Dee frowned, turning to look at the door. “The damn pantry, now? This place makes no damn sense.” She walked over to the small wooden door and examined it. “No carving,” she said. “No animal.”

Marks stepped close to the door, eyes dancing over its surface. Between Agnes’ humming and the distant noise, he wanted to just move, just get out in front of everything and stay in motion. But she was right. Every door so far had been marked. The animal carvings had served as guideposts, and the only reason he had any sense of where they’d been or where they might be going, the only reason his hand-drawn map made any sense, was because of those signposts. He wanted to just crash through the door and keep moving, but he knew she was right to be dubious. They might easily find themselves in another Trap Room.
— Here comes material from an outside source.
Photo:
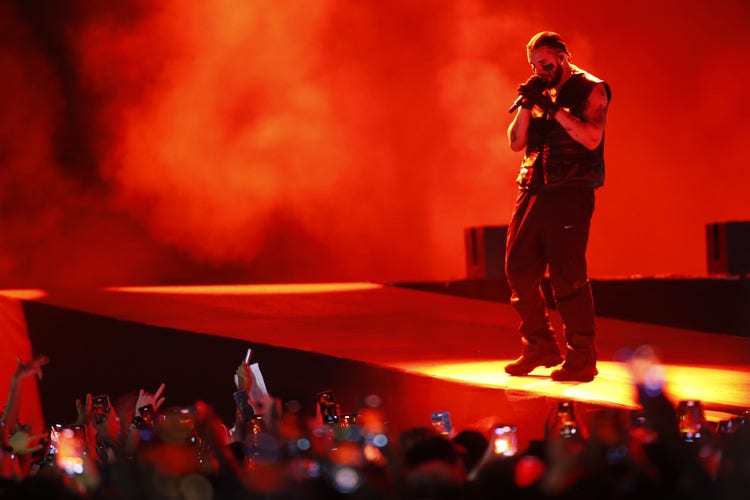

“Come on,” he said, his voice tight, taking hold of the pantry door handle. He turned to look back at Dee. Behind her, Agnes and Dennis stepped forward together, their faces eager with anticipation, as if they were excited to see what happened next. He focused on Dee.

“This is part of it. The trick. This place, it establishes rules and patterns, then breaks them. Just to increase your sense of disorientation. So that the obvious route lies open for you but you hesitate, because it doesn’t match the pattern exactly.”

“Or,” Agnes said softly, “it really is a trick.”

He shook his head. “It can’t be.” He let go of the handle and knelt down before her. “Listen, kid, I’m responsible for you. I’ve got to get you out of this place, and we’re running out of time. Come on and trust me.”

She didn’t seem persuaded, but after a moment she shrugged. “I don’t have any better ideas.”

He nodded, taking hold of the handle again. He’d take it.